Przejdź do zawartości

Strona:Maciej Wierzbiński - Pękły okowy.djvu/185

Z Wikiźródeł, wolnej biblioteki
Ta strona została uwierzytelniona.




XVIII.

W poczekalni trzeciej klasy dworca Bytomskiego siedziało przy piwie trzech tęgich, pyzatych Niemczaków w kraciastych czapkach, z papierosami w zębach. Wydała ich wojna, wyszkolił w Bawarii Escherich, wydoskonaliła zawierucha na zachodzie Niemiec a wstręt do systematycznej, pokojowej pracy przywiązał do nowego zawodu. Przybyli na obiecaną dla takich szumowin społecznych ziemię, by zakosztować lekkiego chleba, odpaść się, pohulać, pobisurmanić na skórze Ślązaków.
Działo się im doskonale.

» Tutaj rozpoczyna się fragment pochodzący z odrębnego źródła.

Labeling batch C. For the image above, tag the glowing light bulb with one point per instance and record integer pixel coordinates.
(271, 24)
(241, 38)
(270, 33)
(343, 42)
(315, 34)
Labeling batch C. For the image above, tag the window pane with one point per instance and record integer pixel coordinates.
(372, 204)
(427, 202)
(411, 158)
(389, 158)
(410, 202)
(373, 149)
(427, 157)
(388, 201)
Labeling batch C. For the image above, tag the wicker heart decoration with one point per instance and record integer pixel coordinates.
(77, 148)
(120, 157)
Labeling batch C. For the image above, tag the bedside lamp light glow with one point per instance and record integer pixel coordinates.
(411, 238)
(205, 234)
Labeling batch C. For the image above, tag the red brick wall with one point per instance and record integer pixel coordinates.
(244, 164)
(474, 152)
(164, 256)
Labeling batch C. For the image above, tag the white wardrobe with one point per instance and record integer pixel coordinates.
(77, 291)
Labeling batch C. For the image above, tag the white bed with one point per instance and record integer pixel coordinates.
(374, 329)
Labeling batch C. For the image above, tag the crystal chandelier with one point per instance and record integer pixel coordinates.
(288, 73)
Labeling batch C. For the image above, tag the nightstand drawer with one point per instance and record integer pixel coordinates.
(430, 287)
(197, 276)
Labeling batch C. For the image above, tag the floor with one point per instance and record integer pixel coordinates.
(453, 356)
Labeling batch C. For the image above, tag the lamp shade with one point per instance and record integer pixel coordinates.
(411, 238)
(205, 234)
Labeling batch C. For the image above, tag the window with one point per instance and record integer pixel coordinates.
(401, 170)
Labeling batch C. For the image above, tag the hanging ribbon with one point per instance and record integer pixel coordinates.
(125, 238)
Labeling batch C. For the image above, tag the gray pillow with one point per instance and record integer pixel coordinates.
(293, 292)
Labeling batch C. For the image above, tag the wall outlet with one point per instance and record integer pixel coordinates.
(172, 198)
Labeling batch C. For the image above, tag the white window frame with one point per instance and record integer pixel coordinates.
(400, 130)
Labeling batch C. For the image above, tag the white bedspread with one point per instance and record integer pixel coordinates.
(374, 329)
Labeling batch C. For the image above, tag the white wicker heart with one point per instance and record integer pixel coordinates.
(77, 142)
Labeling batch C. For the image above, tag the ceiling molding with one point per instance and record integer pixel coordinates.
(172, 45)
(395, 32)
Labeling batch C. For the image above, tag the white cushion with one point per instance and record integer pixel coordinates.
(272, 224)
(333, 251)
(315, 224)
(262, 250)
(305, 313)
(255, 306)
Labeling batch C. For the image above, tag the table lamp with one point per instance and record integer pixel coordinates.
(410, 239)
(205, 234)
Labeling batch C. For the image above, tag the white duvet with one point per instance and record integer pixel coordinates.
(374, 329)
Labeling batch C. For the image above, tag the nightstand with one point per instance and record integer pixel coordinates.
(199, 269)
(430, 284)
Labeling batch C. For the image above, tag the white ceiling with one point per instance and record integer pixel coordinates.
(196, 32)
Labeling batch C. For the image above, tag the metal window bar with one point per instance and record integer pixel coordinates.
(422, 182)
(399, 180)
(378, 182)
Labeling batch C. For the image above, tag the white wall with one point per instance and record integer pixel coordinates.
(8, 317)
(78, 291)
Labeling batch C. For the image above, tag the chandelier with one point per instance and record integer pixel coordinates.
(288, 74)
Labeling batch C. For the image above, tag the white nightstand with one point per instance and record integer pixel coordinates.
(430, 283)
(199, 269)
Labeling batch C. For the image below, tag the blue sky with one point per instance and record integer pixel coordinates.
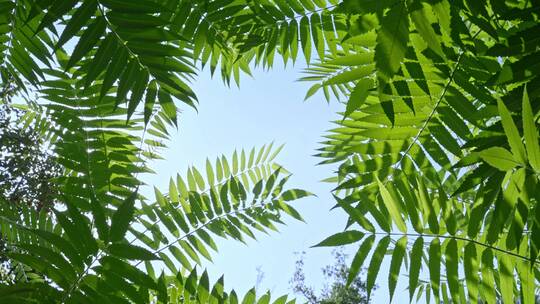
(268, 107)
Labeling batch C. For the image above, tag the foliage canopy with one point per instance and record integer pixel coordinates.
(438, 146)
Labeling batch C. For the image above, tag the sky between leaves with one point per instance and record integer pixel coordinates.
(268, 107)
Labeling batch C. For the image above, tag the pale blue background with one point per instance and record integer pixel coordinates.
(268, 107)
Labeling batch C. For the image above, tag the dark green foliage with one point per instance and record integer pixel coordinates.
(439, 135)
(337, 291)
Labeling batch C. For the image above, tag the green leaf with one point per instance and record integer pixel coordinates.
(420, 17)
(499, 158)
(131, 252)
(77, 21)
(395, 264)
(530, 133)
(452, 262)
(416, 261)
(488, 285)
(470, 266)
(392, 39)
(514, 139)
(294, 194)
(88, 40)
(358, 95)
(359, 258)
(392, 207)
(122, 218)
(342, 238)
(375, 263)
(150, 99)
(506, 277)
(434, 264)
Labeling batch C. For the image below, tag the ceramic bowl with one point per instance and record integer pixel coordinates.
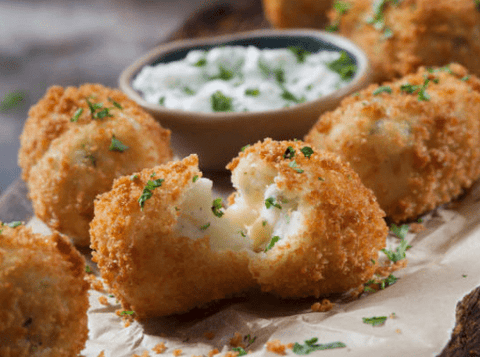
(218, 137)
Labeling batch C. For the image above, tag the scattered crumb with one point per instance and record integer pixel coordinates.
(276, 346)
(95, 283)
(417, 227)
(103, 300)
(237, 340)
(324, 306)
(209, 335)
(213, 352)
(159, 348)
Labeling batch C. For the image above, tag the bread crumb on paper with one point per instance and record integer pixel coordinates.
(159, 348)
(276, 346)
(323, 306)
(237, 340)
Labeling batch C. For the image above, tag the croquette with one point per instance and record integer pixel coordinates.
(75, 142)
(300, 224)
(161, 246)
(313, 225)
(414, 141)
(43, 295)
(401, 35)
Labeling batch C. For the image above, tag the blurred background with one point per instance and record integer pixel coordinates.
(68, 42)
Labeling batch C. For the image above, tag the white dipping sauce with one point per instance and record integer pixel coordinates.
(237, 78)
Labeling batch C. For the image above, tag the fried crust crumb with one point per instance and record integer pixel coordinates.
(103, 300)
(213, 352)
(324, 306)
(209, 335)
(276, 346)
(237, 340)
(159, 348)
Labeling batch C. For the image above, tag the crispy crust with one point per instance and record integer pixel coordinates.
(424, 32)
(414, 154)
(66, 164)
(43, 295)
(149, 268)
(343, 231)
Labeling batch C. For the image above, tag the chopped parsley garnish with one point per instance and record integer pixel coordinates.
(216, 207)
(12, 100)
(117, 145)
(76, 115)
(344, 66)
(307, 151)
(289, 153)
(253, 92)
(205, 226)
(220, 102)
(147, 191)
(312, 346)
(293, 165)
(14, 224)
(201, 62)
(375, 320)
(400, 232)
(115, 104)
(382, 89)
(270, 245)
(300, 53)
(270, 202)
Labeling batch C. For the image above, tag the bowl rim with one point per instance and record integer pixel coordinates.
(358, 82)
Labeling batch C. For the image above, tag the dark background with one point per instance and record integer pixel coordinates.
(69, 42)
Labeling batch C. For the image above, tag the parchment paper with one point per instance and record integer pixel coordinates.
(443, 267)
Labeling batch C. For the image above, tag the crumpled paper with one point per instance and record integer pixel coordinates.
(442, 268)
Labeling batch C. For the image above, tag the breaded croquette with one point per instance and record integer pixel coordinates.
(297, 13)
(401, 35)
(75, 142)
(43, 295)
(161, 244)
(314, 227)
(301, 224)
(414, 142)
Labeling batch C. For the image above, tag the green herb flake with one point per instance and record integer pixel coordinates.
(382, 89)
(307, 151)
(312, 346)
(216, 207)
(76, 115)
(117, 145)
(375, 320)
(270, 202)
(12, 100)
(289, 153)
(344, 66)
(148, 190)
(253, 92)
(273, 241)
(205, 226)
(220, 102)
(300, 53)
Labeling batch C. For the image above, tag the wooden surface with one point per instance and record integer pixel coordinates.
(230, 17)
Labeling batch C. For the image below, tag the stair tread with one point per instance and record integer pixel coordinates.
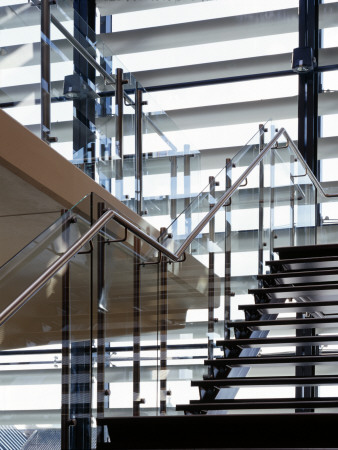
(267, 381)
(279, 341)
(272, 360)
(302, 263)
(301, 273)
(311, 250)
(310, 306)
(298, 290)
(325, 275)
(285, 323)
(329, 402)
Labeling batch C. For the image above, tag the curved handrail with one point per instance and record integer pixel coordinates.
(10, 310)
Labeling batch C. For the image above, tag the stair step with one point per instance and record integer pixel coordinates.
(302, 277)
(272, 361)
(294, 323)
(267, 381)
(325, 306)
(315, 292)
(273, 403)
(320, 262)
(278, 341)
(307, 251)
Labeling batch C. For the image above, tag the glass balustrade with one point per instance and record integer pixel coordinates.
(139, 327)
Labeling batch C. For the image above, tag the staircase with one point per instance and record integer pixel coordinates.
(298, 300)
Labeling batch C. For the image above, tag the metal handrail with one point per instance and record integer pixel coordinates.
(10, 310)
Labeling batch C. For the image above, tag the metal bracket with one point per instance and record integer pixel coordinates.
(38, 3)
(113, 241)
(88, 251)
(153, 263)
(278, 147)
(299, 176)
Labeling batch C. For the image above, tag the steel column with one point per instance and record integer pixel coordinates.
(187, 189)
(227, 253)
(138, 150)
(102, 354)
(163, 319)
(65, 370)
(261, 204)
(119, 134)
(173, 191)
(308, 85)
(45, 71)
(211, 277)
(137, 329)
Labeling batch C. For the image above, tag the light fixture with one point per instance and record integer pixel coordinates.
(76, 88)
(303, 60)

Tam, gdzie z dwu stron zwożono żywność po cenach niskich, było co jeść a przełożeni ich starali się, by patrjoci tego nowego typu mieli co pić. Pięść dzielna a bezwzględna zapewniła im bytowanie bez troski i bez pracy.
Mimo to młodzi przybysze mieli miny kwaśne.
— Przedstawiałem sobie to inaczej! — mówił jeden z nich. — Nikt nas nie uprzedzał, że będzie tu tak gorąco.
— Będzie jeszcze goręcej. Nie słyszałeś, że na Zielone Świątki gotujemy wielką awanturę?
— A co takiego?
— Atak na Lomnitz. Trzeba uprzątnąć przywódców polskich, skończyć z nimi. Gdy tym polskim psom zabraknie głowy, zwycięstwo będzie zapewnione.
— Hm, ale nie obejdzie się bez zaciętych bojów z tym narodem — zauważył trzeci Orgeszowiec zafrasowany.